Laborde entered the University in 1940 as an undergraduate, but was unable to finish school in four years because he was drafted into the Army in 1942. After serving, Laborde returned to school to finish his undergraduate and begin law school.
Laborde said he hopes his donation will better Louisiana because of its energy influence.
“It gives me personal pride and pleasure for it to hopefully be serving a purpose for the state of Louisiana, LSU and the [students],” he said. “I hope that it will be an inspiration to not only my own family, but the young people from many, many other families across the country who will honor this as something worthwhile in their lives.”
Preis & Roy, PLC law firm of Lafayette, New Orleans and Houston made the $250,000 endowed professorship investment in mid-November.
The gift will pay part of professor Jeffrey Brooks’ salary, Weiss said. The money the law school would have spent on his salary will now go to support the center’s 27 Trial Advocacy and Moot Court teams and externship programs, where students can work for credit.

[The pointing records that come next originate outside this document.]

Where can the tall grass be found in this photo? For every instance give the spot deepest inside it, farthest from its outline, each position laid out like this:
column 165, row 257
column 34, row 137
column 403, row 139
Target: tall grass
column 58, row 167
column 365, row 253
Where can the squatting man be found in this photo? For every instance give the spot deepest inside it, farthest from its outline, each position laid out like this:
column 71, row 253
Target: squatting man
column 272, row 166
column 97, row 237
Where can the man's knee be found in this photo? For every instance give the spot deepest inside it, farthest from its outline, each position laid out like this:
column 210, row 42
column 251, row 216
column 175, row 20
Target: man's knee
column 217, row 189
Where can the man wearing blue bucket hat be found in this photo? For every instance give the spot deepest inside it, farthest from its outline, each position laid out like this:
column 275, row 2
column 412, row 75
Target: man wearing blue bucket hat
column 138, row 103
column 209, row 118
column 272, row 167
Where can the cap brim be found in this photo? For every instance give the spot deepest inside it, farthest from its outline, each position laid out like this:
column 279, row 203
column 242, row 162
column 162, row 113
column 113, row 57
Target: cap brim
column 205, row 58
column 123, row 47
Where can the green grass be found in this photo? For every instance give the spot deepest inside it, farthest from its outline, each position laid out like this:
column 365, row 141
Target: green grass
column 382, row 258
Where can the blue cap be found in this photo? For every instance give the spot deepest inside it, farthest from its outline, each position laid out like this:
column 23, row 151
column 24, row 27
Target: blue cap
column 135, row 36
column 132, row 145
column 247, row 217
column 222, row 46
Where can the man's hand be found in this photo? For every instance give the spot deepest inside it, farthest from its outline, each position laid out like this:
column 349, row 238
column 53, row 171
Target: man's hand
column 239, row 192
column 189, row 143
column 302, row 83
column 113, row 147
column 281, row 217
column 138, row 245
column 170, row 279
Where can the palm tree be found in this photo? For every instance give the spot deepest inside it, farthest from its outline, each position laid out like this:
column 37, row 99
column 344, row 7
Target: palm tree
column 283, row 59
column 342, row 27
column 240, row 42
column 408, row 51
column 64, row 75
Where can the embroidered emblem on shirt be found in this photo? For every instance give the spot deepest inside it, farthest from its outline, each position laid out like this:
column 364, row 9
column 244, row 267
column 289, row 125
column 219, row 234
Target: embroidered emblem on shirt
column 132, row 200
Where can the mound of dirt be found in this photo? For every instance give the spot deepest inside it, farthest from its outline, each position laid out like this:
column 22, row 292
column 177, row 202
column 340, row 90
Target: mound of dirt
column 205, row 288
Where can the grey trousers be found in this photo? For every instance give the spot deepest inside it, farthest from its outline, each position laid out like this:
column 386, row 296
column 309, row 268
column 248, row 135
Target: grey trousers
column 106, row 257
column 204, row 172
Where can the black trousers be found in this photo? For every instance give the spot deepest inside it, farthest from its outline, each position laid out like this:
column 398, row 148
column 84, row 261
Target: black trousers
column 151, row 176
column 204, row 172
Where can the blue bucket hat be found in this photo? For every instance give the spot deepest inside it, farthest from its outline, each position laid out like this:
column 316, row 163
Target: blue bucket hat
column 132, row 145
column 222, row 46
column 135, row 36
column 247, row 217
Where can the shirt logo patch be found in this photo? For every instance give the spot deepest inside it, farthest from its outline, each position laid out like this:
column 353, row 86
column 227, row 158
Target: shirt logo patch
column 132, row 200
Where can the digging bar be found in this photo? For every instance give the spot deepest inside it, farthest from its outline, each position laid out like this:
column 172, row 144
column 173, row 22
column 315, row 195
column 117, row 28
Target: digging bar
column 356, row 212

The Law Center’s National Moot Court Team placed second in this year’s regional competition, and it will advance to the national championship in New York City in January, according to the Law Center’s website.
“These [programs] help our students hit the ground running when they graduate,” Weiss said. “The income from the endowment is used to support the activities of the professor or the school program.”
Edwin Preis is a 1972 graduate of the Law Center, and Lane Roy is a Tulane University Law School alumnus. Nearly half of the firm’s attorneys are LSU Law Center alumni.
‘I hope that it will be an inspiration to not only my own family, but the young people from many, many other families across the country who will honor this as something worthwhile in their lives.’